Scheer has a different target with one of his upcoming parodies: teen dramas. The show is called Filthy Preppy Teens and is exactly what it sounds like.

"It used to be 'Filthy Sexy Teens' but if you google that our show would definitely not come up," said Scheer. "We created a world of hot young kids who can murder and do drugs."

Lindelof addressed why he decided The Leftovers' upcoming third season was its last.
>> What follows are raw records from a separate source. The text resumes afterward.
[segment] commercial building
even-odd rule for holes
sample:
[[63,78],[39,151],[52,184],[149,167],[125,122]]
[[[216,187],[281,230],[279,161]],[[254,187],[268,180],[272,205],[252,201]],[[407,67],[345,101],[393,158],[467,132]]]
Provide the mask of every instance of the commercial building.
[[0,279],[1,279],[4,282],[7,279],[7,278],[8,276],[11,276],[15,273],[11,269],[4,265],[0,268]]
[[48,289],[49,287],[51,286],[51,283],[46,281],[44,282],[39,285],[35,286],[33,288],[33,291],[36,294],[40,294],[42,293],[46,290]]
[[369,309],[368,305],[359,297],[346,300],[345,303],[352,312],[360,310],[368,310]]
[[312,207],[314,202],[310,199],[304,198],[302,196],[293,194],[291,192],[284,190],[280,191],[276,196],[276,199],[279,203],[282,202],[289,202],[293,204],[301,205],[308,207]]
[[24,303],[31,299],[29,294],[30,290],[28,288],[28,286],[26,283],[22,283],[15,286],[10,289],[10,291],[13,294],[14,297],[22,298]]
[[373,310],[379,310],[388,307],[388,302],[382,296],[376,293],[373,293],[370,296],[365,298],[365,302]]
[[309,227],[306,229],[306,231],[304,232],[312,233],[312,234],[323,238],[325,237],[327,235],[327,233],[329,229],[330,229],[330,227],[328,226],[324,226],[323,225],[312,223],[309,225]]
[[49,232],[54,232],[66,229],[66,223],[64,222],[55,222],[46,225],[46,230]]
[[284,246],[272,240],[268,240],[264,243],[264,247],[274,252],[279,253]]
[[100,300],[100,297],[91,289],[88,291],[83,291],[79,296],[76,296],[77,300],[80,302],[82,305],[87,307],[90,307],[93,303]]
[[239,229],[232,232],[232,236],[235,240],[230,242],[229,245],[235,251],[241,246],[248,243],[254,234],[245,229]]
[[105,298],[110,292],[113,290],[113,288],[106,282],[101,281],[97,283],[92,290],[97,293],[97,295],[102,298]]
"It goes to the metrics of our business: how much does the show cost, how many people are watching. It became pretty clear as storytellers, while we really like what we're doing, that this was going to be one of those bubble shows. Instead of writing the show with the attitude of this could be the series finale, let's take control of this thing," said Lindelof. "Which is a way of going, I think you're going to break up with me, but I'm breaking up with you first."

"There's no reason to go on a MASH-level 12-year run unless you can really reinvent the wheel," echoed Scheer.

"That said, I can watch Walking Dead for another 20 years," said Lindelof.

"And AMC will make sure that happens," said Schneider.

There are many examples of strong, complex, flawed women characters from the shows represented on the panel, and now on TV, which Rosenberg talked about. "For many years, we had these really incredible characters: the Tony Sopranos, the Vic Mackeys, the Walter Whites, who are all white guys," said Rosenberg. "Audiences weren't as ready to have a woman in that role. Shows started breaking ground like Jenji Kohan's Weeds and Linda Wallem's Nurse Jackie. I don't think Jessica Jones exists before those."

"It's great for all the incredibly talented actresses out there to play something other than the noble wife or the sassy cop," said Rosenberg.